Play with fire

Mr. Biedermann and the Firebugs

Actors Howard Sternberg, Wolfgang Price and Dale Fast strike a “Last Supper” pose.

Actors Howard Sternberg, Wolfgang Price and Dale Fast strike a “Last Supper” pose.

Photo by AMY BECK

Brüka Theatre presents Mr. Biedermann and the Firebugs, written by Max Frisch and directed by Tom Plunkett on April 14, 15, 16, 21, 22, 23, 28, 29 and 30 at 8p.m.; matinee April 17 at 2 p.m. For more information, visit or call 323-3221.
Rated 4.0

After seeing Brüka Theatre’s opening night performance of Mr. Biedermann and the Firebugs, about a thousand cliché openers popped into my head. For instance: “If it looks like a duck, walks like a duck, and quacks like a duck, it’s probably a duck.” Then there was, “Keep your friends close and your enemies closer,” and “Denial ain’t just a river in Egypt.”

But not wanting to be hackneyed, I like the comparison my husband came up with: “That was like using a giant hammer to pound a really tiny nail.”

Because, yes, Max Frisch’s 1953 political satire about Hitler and the rise of Nazism, from beginning to end, belabors its point: Don’t think that if you placate the devil, he might spare you from his evil plans. He’s still the devil.

Often called simply The Firebugs, and occasionally The Arsonists or The Fire Raisers, the play takes place in the home of Gottlieb Biedermann (played by Dale Fast) and his wife, Babette (Kathy Welch). Mr. Biedermann is a businessman who is so self-assured he believes he can safeguard his home from the rash of fires being set throughout his town. So despite warnings that abound about “firebugs” posing as peddlers who invade and destroy homes, Biedermann is taken in when Sepp Schmitz (Howard Sternberg) comes knocking. Schmitz identifies Biedermann’s biggest weakness—his ego—early on, and uses flattery to worm his way into Biedermann’s home, into a full-time occupation of the man’s attic, even convincing him that it was the homeowner’s idea all along. Schmitz is so good at the smooth talk that he’s soon able to move his seedy partner, Willi Eisenring (Wolfgang Price), as well as several barrels of gasoline, into the attic.

Meanwhile, Biedermann has convinced his maid, Anna (Rachel Sliker), Babette and himself that, certainly, the more hospitably he treats his guests, the less desirable it will be for the two men to actually go through with lighting the man’s house on fire—regardless of all the despicable evidence to the contrary.

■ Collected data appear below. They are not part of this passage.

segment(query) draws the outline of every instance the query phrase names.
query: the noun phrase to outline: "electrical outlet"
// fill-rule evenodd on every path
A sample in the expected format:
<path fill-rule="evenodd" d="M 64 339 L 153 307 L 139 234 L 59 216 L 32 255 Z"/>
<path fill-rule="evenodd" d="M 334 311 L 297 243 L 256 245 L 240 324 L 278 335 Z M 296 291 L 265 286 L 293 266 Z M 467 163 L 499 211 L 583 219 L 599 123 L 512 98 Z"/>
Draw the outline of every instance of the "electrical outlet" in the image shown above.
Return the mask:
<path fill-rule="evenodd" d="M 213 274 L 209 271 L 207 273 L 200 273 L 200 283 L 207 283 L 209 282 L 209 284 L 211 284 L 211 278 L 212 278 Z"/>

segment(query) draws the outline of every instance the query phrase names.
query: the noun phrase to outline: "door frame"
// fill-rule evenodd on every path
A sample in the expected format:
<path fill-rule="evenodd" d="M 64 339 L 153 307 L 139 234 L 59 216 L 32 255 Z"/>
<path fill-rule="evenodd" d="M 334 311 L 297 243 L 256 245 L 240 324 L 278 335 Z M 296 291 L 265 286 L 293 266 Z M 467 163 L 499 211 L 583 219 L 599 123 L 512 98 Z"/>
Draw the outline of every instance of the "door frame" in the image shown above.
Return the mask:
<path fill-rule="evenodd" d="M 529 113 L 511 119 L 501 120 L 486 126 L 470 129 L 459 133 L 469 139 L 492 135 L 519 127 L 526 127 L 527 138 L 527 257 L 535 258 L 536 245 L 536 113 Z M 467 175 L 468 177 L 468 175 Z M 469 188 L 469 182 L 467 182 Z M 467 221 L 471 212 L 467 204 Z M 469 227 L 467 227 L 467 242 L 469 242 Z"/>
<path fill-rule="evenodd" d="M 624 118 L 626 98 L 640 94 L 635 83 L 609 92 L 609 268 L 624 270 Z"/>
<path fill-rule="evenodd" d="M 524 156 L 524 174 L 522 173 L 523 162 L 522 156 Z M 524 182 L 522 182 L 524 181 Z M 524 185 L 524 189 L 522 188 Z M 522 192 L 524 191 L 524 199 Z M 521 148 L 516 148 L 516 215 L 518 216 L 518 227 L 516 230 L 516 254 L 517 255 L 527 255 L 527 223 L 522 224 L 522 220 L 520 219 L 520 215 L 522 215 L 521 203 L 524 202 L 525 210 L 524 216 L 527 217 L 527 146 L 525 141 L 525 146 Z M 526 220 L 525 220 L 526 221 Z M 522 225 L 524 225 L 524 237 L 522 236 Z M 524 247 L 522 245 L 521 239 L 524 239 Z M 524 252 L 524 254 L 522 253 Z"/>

In the manner of a Greek morality play—the play is often referred to as “a morality play without a moral,” although, if you ask me, the moral is crystal clear—a chorus of three firemen (Lew Zaumeyer, Bob Barsanti, Rodney Hurst) presides over the action. They constantly weigh in on Biedermann’s ignorance and denial, and though they may or may not have been intended to be funny, they nonetheless provoke laughter from the audience when they repeatedly chant “Whoa! Woe is me. Woe, woe, woe is me,” and march across the stage chanting “Hup!”

If the symbols and signs weren’t already clear, there’s also the professor (James Miller), an observer of the arsonists who, in typical flaccid academic fashion, enters too late with remarkable insights that are by then of no help. To me, his presence is puzzling, uninteresting and fairly useless.

However, cool pyrotechnic effects aside, some other things make this show fun. Eisenring is completely, perfectly menacing, thanks to Price’s big, crazy eyes and a voice that both laughs and threatens. Toward the end, a monologue from Biedermann not only makes his ridiculous denial almost understandable, but it also points a finger. Who among us, after all, hasn’t just stood by, hoping things will get better, while doing absolutely nothing? Ultimately, it’s the numerous parallels to events throughout history that will keep your mind churning long after the lights come up. Two days later, I’m still exploring them, which keeps Mr. Biedermann from being merely a cliché.